A fare da leva, oltre alla stessa Coursera, sono mega-round come i 190 milioni di dollari ottenuti in un Series D da EverFi (un network di educazione online finanziato anche dal numero uno di Amazon Jeff Bezos) o i 100 milioni di dollari nelle casse della cinese Xuebajun, una app che permette agli studenti di fare domande e ricevere risposte in tempo reale da insegnanti. In carne ed ossa o sotto forma di chatbot, gli assistenti digitali che attirano investimenti miliardari anche da gruppi come Microsoft o Alphabet.
Massimiliano Ventimiglia segue il fenomeno in veste di ceo della divisione Education di H-Farm, l’acceleratore di startup di Roncade (Treviso) che ha spostato negli anni il suo core business dell’incubazione di imprese a servizi di consulenza e – appunto – formazione. Secondo la sua esperienza, bisogna guardarsi bene dal pensare che i finanziamenti premino il «valore formativo» delle soluzioni brevettate.
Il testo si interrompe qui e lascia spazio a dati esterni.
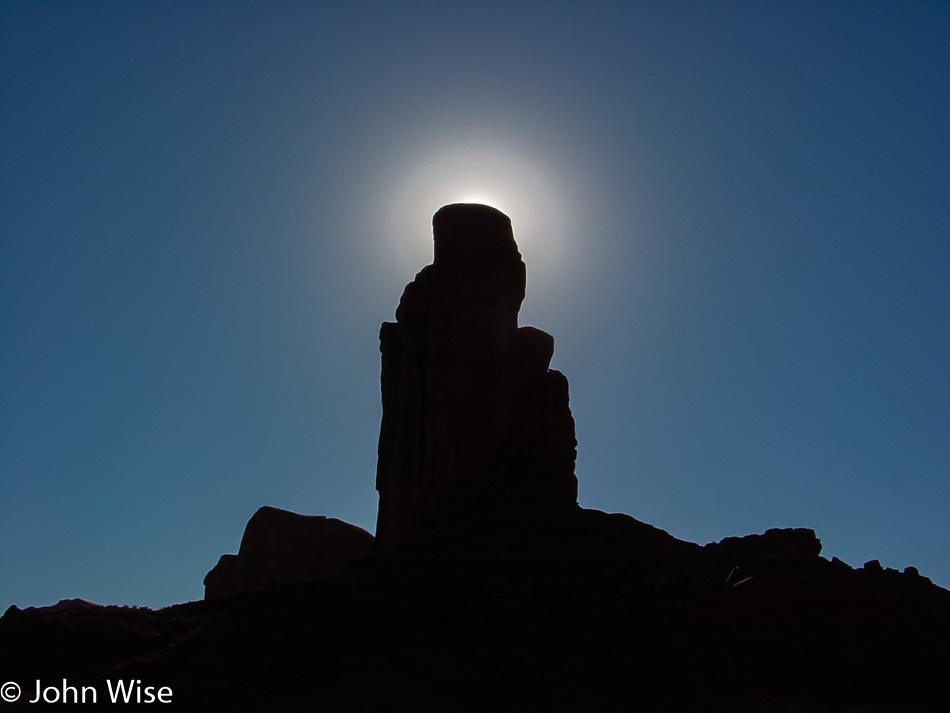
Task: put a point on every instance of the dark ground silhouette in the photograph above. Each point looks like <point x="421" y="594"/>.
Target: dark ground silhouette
<point x="489" y="588"/>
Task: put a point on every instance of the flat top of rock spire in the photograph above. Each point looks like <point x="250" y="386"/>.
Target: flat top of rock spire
<point x="463" y="231"/>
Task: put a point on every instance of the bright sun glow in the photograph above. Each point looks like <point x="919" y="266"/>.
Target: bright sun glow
<point x="528" y="191"/>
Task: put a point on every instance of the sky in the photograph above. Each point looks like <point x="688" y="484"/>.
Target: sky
<point x="735" y="218"/>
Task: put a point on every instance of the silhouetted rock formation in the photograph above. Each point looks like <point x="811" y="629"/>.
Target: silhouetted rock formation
<point x="280" y="546"/>
<point x="507" y="596"/>
<point x="476" y="428"/>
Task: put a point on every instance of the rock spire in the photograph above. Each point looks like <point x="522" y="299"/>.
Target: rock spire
<point x="476" y="429"/>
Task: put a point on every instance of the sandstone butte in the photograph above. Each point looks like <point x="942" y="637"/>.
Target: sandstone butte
<point x="486" y="586"/>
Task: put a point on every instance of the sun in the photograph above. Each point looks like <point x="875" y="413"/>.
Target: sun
<point x="490" y="173"/>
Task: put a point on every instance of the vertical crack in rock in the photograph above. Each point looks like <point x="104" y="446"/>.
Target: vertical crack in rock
<point x="476" y="431"/>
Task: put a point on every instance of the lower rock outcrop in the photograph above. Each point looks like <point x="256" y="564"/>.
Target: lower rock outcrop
<point x="281" y="546"/>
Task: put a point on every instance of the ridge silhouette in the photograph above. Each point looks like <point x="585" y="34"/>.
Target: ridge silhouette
<point x="487" y="587"/>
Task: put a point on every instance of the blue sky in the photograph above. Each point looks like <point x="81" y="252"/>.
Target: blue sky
<point x="735" y="216"/>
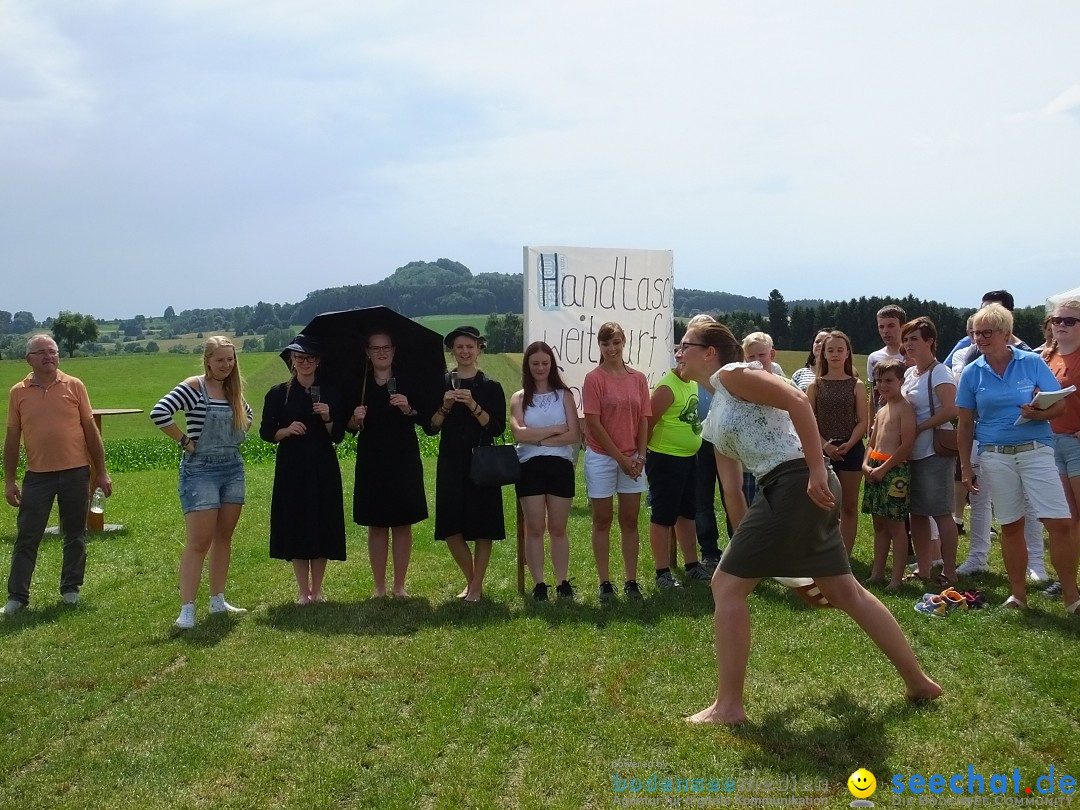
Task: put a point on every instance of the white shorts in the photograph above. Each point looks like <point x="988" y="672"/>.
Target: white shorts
<point x="604" y="477"/>
<point x="1031" y="475"/>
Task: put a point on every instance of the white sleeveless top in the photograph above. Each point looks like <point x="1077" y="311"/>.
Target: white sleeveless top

«I fondi venture capital guardano sempre e solo il ritorno finanziario, anche se si parla di imprese “creative” – dice – I fattori controllati sono sempre unicità del modello, margini interessanti e possibilità di scalare il modello. Ovvio che i grandi round finiscano su startup che propongono chatbot e app». L’offerta, comunque, è in crescita e arriva soprattutto da paesi con bacini di utenza enormi come gli Stati Uniti (protagonisti del 58% dei deal registrati), India (7,8%) e Cina (7%). Tra le tecnologie con più futuro nella didattica ci potrebbero essere realtà virtuale, realtà aumentata e intelligenza artificiale. «Si sta guardando con curiosità al mondo delle virtual reality perché potrebbe avere potenzialità infinite – spiega Ventimiglia – Pensiamo solo alla possibilità di fare esperienze “immersive” quando si studia qualcosa o di realizzare oggetti tridimensionali. Il problema sono i costi, perché i device appositi sono pochi».
Anche in Italia le tecnologie educative hanno stimolato la fantasia degli startupper, con tanto di hackathon dedicate e diverse iniziative per «rinnovare la didattica» dal basso. Un po’ meno quella degli investitori, visto che i finanziamenti restano modesti anche per casi di successo come quello del network di sviluppatori Codemotion (1,5 milioni di euro, si legga l’articolo sotto). Secondo Ventimiglia, il gap dipende soprattutto da fattori culturali: l’insegnamento della scuola italiana si regge su metodi e rapporti che hanno poco a che spartire con la didattica degli istituti esteri, soprattutto negli States. Anche se nulla esclude che si possa creare una via italiana all’edutech: «In Italia abbiamo un sistema di formazione d’eccellenza – dice Ventimiglia – Anche se forse non si è fatto molto per rinnovare la didattica. Non mi aspetto rivoluzioni imprenditoriali sul metodo, ma contenuti originali».